Usage of class_weights in model.fit()

Andrea Cimino

unread,

May 18, 2016, 6:14:31 PM5/18/16

to Keras-users

I am working on a classification task, where the classes to be recognized are unbalanced: what

happens is that the trained model always predicts the most probable classes instead

of the class with fewer examples.

Suppose I have 3 classes with these frequencies: {0: 1000, 1:500, 2: 100},

how the class_weights parameter should be tuned most likely?

In my mind there are two possible configurations:

1) {0: 0.1, 1: 0.5, 2: 1}

2) {0: 1: 1: 0.5:, 2: 0.1}

Could someone please elaborate on that?

Kind regards

Craig Pfeifer

unread,

May 22, 2016, 9:33:17 PM5/22/16

to Keras-users

You can use sci-kit learn's sklearn.utils.compute_class_weight():

https://github.com/scikit-learn/scikit-learn/blob/master/sklearn/utils/class_weight.py

Which will look at the distribution of labels, and produce weights to equally penalize under/over represented classes in the training set.

You can then pass this list to the class_weight param of the model.fit() function.

Andrea Cimino

unread,

May 23, 2016, 6:36:48 AM5/23/16

to Craig Pfeifer, Keras-users

Thanks Craig for this pointer,

I will look to use this method to produce the weights for my inbalanced data.

I have seen that the implementation is based on this paper:

http://gking.harvard.edu/files/0s.pdf,

so I will look into it too.

Andrea

--
You received this message because you are subscribed to a topic in the Google Groups "Keras-users" group.
To unsubscribe from this topic, visit https://groups.google.com/d/topic/keras-users/MUO6v3kRHUw/unsubscribe.
To unsubscribe from this group and all its topics, send an email to keras-users...@googlegroups.com.
To view this discussion on the web, visit https://groups.google.com/d/msgid/keras-users/8b4b904e-d95e-4c55-b51a-f0b10bf4b120%40googlegroups.com.
For more options, visit https://groups.google.com/d/optout.

beaun...@gmail.com

unread,

Aug 31, 2016, 4:17:21 PM8/31/16

to Keras-users

Hi Andrea,

Starting high level: To train unbalanced classes 'fairly', we want to increase the importance of the under-represented class(es).

To do this, we need to chose a reference class. You can pick any class to serve as the reference, but conceptually, I like the majority class (the one with the most samples).

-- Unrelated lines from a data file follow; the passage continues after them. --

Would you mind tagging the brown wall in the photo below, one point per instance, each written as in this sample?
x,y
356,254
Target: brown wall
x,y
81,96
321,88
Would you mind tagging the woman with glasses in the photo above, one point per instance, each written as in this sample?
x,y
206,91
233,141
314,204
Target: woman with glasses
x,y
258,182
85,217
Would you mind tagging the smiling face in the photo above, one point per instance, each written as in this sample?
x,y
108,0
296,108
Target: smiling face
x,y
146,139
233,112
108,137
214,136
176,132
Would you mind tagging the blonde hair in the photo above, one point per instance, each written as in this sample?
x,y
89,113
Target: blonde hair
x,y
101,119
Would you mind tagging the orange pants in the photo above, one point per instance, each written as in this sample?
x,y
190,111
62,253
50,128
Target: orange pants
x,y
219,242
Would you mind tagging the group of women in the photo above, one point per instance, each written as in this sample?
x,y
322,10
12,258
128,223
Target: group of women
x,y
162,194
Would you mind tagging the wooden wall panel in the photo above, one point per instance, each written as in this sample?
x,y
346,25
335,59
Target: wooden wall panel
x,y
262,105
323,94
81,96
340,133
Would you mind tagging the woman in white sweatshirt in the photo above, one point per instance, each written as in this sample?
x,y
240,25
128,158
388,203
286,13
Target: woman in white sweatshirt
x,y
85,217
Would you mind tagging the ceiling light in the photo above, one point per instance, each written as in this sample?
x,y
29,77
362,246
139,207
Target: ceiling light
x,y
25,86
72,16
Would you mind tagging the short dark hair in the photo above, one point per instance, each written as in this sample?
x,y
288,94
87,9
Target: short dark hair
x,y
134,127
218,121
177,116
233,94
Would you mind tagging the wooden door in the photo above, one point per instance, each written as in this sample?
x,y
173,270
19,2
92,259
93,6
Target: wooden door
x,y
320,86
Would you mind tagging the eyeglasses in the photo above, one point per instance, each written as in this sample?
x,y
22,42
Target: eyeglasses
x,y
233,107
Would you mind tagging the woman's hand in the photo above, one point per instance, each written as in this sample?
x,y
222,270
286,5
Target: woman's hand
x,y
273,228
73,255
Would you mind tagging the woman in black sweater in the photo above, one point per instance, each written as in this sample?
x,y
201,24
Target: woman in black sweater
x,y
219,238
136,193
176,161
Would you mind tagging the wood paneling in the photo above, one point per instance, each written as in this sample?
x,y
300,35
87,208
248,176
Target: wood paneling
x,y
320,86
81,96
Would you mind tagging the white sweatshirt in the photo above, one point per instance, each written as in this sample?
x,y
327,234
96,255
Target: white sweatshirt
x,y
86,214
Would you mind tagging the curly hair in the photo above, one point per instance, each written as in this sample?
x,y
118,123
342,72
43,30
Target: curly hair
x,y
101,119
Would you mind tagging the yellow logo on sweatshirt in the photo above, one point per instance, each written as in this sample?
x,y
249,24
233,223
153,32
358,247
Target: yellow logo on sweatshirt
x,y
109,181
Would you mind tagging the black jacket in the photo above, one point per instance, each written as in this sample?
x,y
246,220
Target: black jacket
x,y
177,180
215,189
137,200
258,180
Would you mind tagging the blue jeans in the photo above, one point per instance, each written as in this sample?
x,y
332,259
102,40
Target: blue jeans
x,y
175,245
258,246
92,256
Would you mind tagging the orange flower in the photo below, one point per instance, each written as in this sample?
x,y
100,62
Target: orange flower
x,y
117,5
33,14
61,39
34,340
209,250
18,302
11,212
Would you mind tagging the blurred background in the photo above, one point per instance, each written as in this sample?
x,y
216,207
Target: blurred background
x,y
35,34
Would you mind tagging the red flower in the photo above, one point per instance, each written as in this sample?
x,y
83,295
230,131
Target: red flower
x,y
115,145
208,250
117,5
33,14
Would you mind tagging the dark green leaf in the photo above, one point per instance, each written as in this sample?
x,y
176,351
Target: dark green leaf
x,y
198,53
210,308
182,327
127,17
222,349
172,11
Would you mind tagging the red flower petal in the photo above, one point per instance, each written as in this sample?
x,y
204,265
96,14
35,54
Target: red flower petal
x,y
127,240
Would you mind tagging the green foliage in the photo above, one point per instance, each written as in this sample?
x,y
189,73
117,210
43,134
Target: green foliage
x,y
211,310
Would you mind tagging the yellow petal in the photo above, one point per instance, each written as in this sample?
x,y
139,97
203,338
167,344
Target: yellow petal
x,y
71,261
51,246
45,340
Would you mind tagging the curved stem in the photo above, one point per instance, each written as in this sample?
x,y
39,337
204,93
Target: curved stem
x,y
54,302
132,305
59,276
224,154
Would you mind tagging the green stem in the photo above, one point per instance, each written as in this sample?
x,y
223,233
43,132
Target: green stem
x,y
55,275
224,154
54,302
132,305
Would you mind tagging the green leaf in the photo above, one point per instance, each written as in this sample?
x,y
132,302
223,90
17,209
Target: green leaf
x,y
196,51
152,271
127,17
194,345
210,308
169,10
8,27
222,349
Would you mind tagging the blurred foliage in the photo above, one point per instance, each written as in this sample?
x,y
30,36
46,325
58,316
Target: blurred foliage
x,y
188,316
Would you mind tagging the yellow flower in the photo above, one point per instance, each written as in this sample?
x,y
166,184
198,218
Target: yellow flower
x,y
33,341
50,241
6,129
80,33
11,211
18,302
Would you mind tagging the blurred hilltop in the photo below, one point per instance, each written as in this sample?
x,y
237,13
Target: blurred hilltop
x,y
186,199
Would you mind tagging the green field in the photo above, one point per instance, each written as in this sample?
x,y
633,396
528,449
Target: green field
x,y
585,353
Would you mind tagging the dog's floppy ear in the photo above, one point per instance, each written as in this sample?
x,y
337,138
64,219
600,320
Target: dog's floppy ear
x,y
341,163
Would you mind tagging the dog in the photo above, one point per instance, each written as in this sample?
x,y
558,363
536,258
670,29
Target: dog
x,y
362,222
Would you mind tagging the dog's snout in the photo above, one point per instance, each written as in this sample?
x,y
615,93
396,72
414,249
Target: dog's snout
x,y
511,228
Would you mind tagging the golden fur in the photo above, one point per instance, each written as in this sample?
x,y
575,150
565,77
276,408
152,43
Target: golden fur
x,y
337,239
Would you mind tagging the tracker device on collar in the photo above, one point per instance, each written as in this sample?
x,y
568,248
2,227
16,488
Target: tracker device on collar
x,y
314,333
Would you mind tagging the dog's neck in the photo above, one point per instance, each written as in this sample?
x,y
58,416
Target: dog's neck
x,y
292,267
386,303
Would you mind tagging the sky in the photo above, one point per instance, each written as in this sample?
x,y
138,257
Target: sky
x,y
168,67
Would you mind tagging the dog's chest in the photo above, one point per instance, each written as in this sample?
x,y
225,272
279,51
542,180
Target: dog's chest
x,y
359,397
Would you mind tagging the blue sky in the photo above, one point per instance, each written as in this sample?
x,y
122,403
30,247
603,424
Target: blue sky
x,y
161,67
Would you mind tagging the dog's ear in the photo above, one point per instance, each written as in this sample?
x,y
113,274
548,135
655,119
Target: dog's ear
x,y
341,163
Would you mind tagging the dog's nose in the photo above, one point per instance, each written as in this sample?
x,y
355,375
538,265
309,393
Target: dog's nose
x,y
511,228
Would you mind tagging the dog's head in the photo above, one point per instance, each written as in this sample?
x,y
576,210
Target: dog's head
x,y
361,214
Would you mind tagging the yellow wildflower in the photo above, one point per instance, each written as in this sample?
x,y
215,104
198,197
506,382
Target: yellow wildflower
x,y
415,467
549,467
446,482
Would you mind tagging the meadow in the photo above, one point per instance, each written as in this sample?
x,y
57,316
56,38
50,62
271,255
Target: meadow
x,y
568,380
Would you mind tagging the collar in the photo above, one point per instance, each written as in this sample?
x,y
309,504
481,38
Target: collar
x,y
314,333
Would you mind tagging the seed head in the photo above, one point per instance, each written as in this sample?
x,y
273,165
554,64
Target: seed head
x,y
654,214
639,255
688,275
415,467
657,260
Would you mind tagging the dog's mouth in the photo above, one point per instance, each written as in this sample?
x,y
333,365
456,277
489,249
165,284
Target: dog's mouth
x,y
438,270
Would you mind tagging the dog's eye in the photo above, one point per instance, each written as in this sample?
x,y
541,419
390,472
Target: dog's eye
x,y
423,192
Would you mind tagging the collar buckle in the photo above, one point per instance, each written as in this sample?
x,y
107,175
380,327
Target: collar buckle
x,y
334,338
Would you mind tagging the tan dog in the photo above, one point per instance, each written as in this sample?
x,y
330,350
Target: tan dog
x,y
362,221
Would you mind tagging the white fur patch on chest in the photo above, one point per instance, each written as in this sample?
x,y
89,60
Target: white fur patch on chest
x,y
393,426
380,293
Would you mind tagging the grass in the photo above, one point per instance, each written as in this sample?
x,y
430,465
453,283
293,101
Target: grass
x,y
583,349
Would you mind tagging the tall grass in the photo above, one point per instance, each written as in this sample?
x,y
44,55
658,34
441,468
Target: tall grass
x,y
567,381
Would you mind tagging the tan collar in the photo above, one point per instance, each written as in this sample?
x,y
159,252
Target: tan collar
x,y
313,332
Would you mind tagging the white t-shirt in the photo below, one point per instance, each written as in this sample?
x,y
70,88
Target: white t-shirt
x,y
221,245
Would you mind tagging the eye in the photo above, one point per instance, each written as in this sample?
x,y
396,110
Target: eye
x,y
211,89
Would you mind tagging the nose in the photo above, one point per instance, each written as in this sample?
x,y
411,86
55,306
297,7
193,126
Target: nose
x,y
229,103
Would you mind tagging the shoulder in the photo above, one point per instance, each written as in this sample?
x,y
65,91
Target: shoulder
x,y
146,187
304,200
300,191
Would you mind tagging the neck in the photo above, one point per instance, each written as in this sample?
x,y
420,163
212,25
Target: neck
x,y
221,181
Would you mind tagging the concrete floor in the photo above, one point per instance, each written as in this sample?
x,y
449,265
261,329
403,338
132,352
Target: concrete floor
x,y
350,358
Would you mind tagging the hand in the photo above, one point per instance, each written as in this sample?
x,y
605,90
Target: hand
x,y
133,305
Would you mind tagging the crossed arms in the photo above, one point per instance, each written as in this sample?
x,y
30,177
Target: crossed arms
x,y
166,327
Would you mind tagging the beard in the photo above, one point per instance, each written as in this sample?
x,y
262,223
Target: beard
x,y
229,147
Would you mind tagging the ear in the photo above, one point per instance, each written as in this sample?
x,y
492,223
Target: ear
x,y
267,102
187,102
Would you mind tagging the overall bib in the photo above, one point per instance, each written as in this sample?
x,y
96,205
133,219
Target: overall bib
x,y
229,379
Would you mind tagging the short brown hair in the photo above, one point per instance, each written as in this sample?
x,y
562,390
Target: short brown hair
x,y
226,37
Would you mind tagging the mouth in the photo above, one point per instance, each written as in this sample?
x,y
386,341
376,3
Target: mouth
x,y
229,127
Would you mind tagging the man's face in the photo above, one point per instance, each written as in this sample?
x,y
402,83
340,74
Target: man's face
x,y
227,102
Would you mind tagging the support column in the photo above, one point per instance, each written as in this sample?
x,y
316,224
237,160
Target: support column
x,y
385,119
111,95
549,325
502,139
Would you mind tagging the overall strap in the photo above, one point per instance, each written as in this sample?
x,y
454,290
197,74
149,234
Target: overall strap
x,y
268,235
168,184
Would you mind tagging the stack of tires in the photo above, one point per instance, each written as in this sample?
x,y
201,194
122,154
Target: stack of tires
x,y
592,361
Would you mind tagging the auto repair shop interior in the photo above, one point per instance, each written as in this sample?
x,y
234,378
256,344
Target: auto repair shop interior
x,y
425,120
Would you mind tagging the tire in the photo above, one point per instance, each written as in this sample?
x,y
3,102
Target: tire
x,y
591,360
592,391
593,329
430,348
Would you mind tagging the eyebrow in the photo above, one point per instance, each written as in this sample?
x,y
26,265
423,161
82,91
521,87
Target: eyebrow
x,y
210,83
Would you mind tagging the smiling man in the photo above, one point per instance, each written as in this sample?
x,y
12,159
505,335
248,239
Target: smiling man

Creating your class_weight dictionary:

1. determine the ratio of reference_class/other_class. If you choose class_0 as your reference, you'll have (1000/1000, 1000/500, 1000/100) = (1,2,10)

2. map the class label to the ratio: class_weight={0:1, 1:2, 2:10}

Conceptually, what your dict is saying is that, during training, class_1 should be treated as 2x as important as class_0. Likewise class_2 should be treated as 10x as important as class_0 and 5x as important as class_1

Andrea Cimino

unread,

Sep 1, 2016, 4:25:15 AM9/1/16

to Keras-users, beaun...@gmail.com

Il giorno mercoledì 31 agosto 2016 22:17:21 UTC+2, beaun...@gmail.com ha scritto:

Hi Andrea,
Starting high level: To train unbalanced classes 'fairly', we want to increase the importance of the under-represented class(es).
To do this, we need to chose a reference class. You can pick any class to serve as the reference, but conceptually, I like the majority class (the one with the most samples).
Creating your class_weight dictionary:
1. determine the ratio of reference_class/other_class. If you choose class_0 as your reference, you'll have (1000/1000, 1000/500, 1000/100) = (1,2,10)
2. map the class label to the ratio: class_weight={0:1, 1:2, 2:10}

Thanks for your kind suggestion.

I will try to experiment with these settings and see if I will get some improvements!

Ciao,

Andrea

phydo...@gmail.com

unread,

Jan 30, 2018, 1:59:39 AM1/30/18

to Keras-users

Actually, you still need to pass the dict to the class_weight param of the model.fit() function. Passing list does not work.

something like:

from sklearn.utils.class_weight import compute_class_weight

class_weight_list = compute_class_weight('balanced', np.unique(y_train_labels), y_train_labels)
class_weight = dict(zip(np.unique(y_train_labels), class_weight_list))

pranitap...@gmail.com

unread,

Mar 7, 2018, 4:50:33 AM3/7/18

to Keras-users

I have four unbalanced classes with one-hot encoded target labels. I saw many posts suggesting to use sample_weights attribute of fit function in Keras but I did not find a proper example or documentation.Can someone tell me how to get class_weights or sample_weights for one-hot encoded target labels?